View source on GitHub

One step of (the outer loop of) the GLM fitting algorithm.


This function returns a new value of model_coefficients, equal to model_coefficients_start + model_coefficients_update. The increment model_coefficients_update in R^n is computed by a coordinate descent method, that is, by a loop in which each iteration updates exactly one coordinate of model_coefficients_update. (Some updates may leave the value of the coordinate unchanged.)

The particular update method used is to apply an L1-based proximity operator, "soft threshold", whose fixed point model_coefficients_update^* is the desired minimum

model_coefficients_update^* = argmin{
    -LogLikelihood(model_coefficients_start + model_coefficients_update')
      + l1_regularizer *
          ||model_coefficients_start + model_coefficients_update'||_1
      + l2_regularizer *
          ||model_coefficients_start + model_coefficients_update'||_2**2
    : model_coefficients_update' }

where in each iteration model_coefficients_update' has at most one nonzero coordinate.

This update method preserves sparsity, i.e., tends to find sparse solutions if model_coefficients_start is sparse. Additionally, the choice of step size is based on curvature (Fisher information matrix), which significantly speeds up convergence.

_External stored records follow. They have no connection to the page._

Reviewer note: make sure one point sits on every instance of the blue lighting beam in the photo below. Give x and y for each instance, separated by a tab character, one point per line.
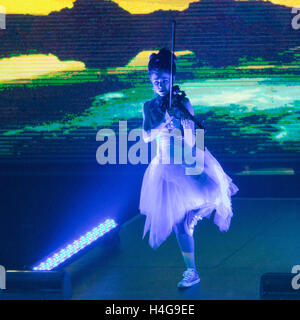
67	252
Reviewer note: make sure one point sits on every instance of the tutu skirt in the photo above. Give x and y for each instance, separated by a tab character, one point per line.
168	193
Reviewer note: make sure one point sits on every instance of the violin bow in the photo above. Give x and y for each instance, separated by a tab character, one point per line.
198	123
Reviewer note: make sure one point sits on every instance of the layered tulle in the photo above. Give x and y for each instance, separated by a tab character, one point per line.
168	193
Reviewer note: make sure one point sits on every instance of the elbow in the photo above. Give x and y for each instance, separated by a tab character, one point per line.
146	136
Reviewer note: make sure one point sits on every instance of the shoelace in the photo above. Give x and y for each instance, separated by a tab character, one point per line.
188	274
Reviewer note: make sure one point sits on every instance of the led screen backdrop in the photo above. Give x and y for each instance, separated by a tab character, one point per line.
71	68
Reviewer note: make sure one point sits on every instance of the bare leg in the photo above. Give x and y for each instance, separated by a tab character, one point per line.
186	245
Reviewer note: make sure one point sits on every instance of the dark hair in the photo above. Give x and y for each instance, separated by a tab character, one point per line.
161	61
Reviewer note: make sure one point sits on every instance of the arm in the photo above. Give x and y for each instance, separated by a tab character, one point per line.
150	130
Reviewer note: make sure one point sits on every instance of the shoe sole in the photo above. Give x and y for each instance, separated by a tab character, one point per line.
189	285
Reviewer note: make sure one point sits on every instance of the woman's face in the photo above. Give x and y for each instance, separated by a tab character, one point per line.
161	82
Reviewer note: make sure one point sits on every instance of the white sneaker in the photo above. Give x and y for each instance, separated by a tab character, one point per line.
190	278
190	221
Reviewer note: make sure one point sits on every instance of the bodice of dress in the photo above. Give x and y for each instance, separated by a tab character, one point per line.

  • model_matrix: (Batch of) matrix-shaped, float Tensor or SparseTensor where each row represents a sample's features. Has shape [N, n] where N is the number of data samples and n is the number of features per sample.
  • response: (Batch of) vector-shaped Tensor with the same dtype as model_matrix where each element represents a sample's observed response (to the corresponding row of features).
  • model: tfp.glm.ExponentialFamily-like instance, which specifies the link function and distribution of the GLM, and thus characterizes the negative log-likelihood which will be minimized. Must have sufficient statistic equal to the response, that is, T(y) = y.
  • model_coefficients_start: (Batch of) vector-shaped, float Tensor with the same dtype as model_matrix, representing the initial values of the coefficients for the GLM regression. Has shape [n] where model_matrix has shape [N, n].
  • tolerance: scalar, float Tensor representing the convergence threshold. The optimization step will terminate early, returning its current value of model_coefficients_start + model_coefficients_update, once the following condition is met: ||model_coefficients_update_end - model_coefficients_update_start||_2 / (1 + ||model_coefficients_start||_2) < sqrt(tolerance), where model_coefficients_update_end is the value of model_coefficients_update at the end of a sweep and model_coefficients_update_start is the value of model_coefficients_update at the beginning of that sweep.
  • l1_regularizer: scalar, float Tensor representing the weight of the L1 regularization term (see equation above).
  • l2_regularizer: scalar, float Tensor representing the weight of the L2 regularization term (see equation above). Default value: None (i.e., no L2 regularization).
  • maximum_full_sweeps: Python integer specifying maximum number of sweeps to run. A "sweep" consists of an iteration of coordinate descent on each coordinate. After this many sweeps, the algorithm will terminate even if convergence has not been reached. Default value: 1.
  • learning_rate: scalar, float Tensor representing a multiplicative factor used to dampen the proximal gradient descent steps. Default value: None (i.e., factor is conceptually 1).
  • name: Python string representing the name of the TensorFlow operation. The default name is "fit_sparse_one_step".


  • model_coefficients: (Batch of) Tensor having the same shape and dtype as model_coefficients_start, representing the updated value of model_coefficients, that is, model_coefficients_start + model_coefficients_update.
  • is_converged: scalar, bool Tensor indicating whether convergence occurred across all batches within the specified number of sweeps.
  • iter: scalar, int Tensor representing the actual number of coordinate updates made (before achieving convergence). Since each sweep consists of tf.size(model_coefficients_start) iterations, the maximum number of updates is maximum_full_sweeps * tf.size(model_coefficients_start).